Friday 14th December
Due to teaching my lovely year 13 students I wasn’t able to attend Friday’s lectures so what I am writing for this section is just a summary of what I missed.
Tracking magnetic fields with SQUIDs
Dr Samuel Henry Department of Physics University of Oxford http://www.physics.ox.ac.uk/users/henry/ http://www2.physics.ox.ac.uk/contacts/people/henry
SQUIDs (Superconducting Quantum Interference Devices) are high precision instruments used to track magnetic fields.
Dr Henry and his team have built such an instrument for their cryoEDM experiment which aims to study the asymmetry between matter and antimatter by measuring the neutron electric dipole moment. They have found that it may have further applications in geophysics, studying the flow of underground water, and possible earthquake precursor signals.
The crystal world
Professor Mike Glazer Department of Physics University of Oxford
The sheer beauty of crystals has fascinated people for centuries, but it is only in the last 300 years or so years that they have been studied scientifically.
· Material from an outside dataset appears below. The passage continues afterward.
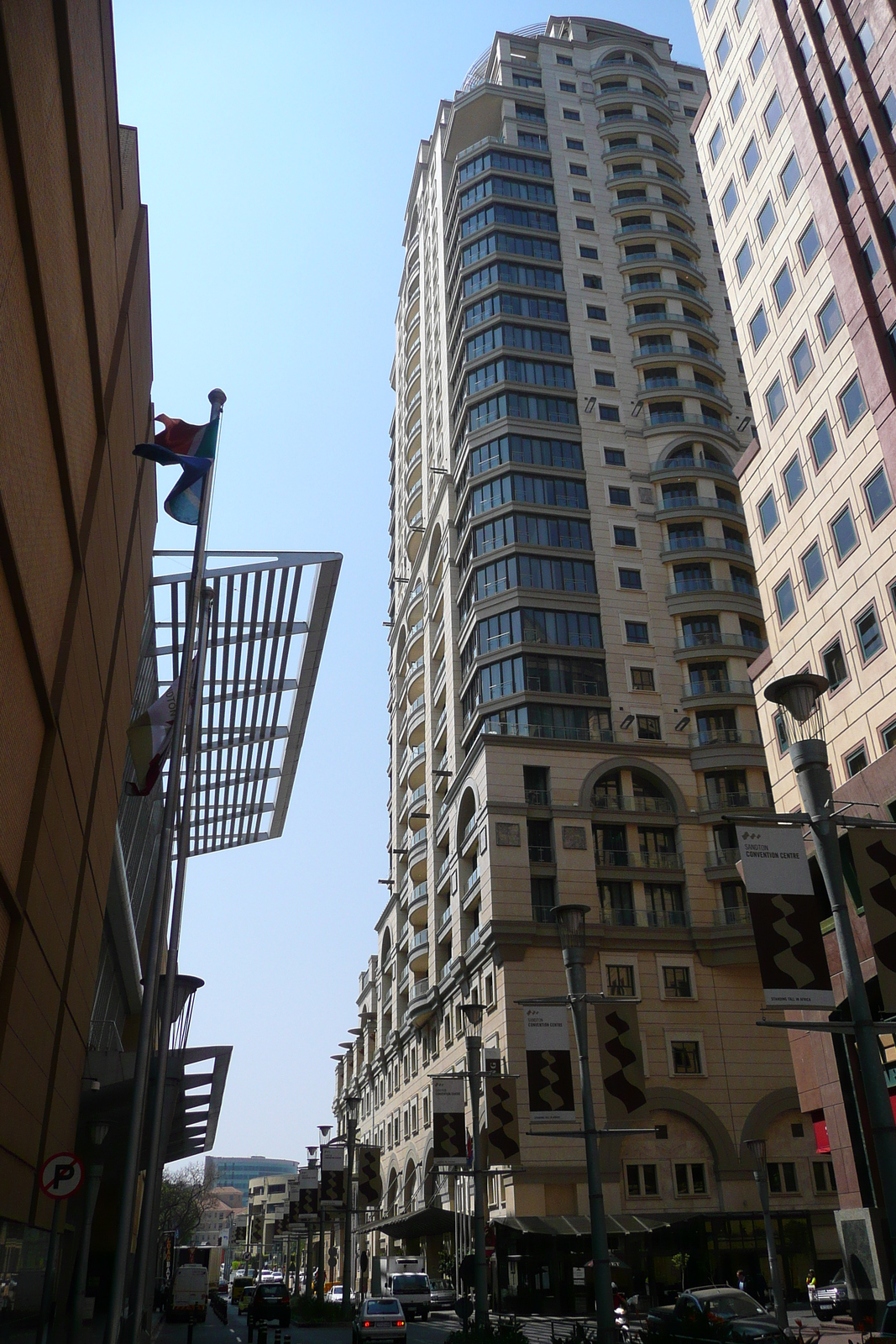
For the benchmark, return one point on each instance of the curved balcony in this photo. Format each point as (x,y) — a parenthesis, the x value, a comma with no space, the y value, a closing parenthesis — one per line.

Prior to 1912, much of what was known about what crystals were – and what they were made of – was conjecture based on little more observation than of their external forms. Various scientists, including Kepler, Hooke and several others, developed theories that suggested some sort of repeating elements as being the necessary requirement to make a crystal.
In the nineteenth century, in particular, ideas about crystal symmetry came to the fore and this was used to classify different types of crystal. However, in early 1912, Laue, Friedrich and Knipping, working in Munich, were able to show that X-rays could be diffracted by crystals, the main aim of this work being to demonstrate that X-rays consisted of waves rather than particles.
http://www.spartacus.schoolnet.co.uk/GERlaue.htm http://en.wikipedia.org/wiki/Max_von_Laue http://en.wikipedia.org/wiki/Friedrich_Reinitzer http://en.wikipedia.org/wiki/X-ray http://en.wikipedia.org/wiki/X-ray_crystallography
However, Laue made a number of incorrect assumptions about the results and it was William Lawrence Bragg, at the young age of 22, who showed how Laue’s experiments could be interpreted in a memorable publication of November 11th 1912.
In particular W L Bragg was able to determine the crystal structure of Zinc Sulphide (http://en.wikipedia.org/wiki/Zinc_sulfide), and thus he heralded in the modern subject of X-ray crystallography. He carried on working together with his father William Henry Bragg publishing a series of important papers in 1913-1914, interrupted subsequently by the First World War. Laue was awarded the Nobel Prize for physics in 1914, and both father and son Bragg shared the Nobel Prize in 1915. The younger Bragg still remains the youngest Nobel Prize winner ever.
The two Braggs continued to make important scientific contributions, and their work has led to in excess of 23 Nobel Prizes.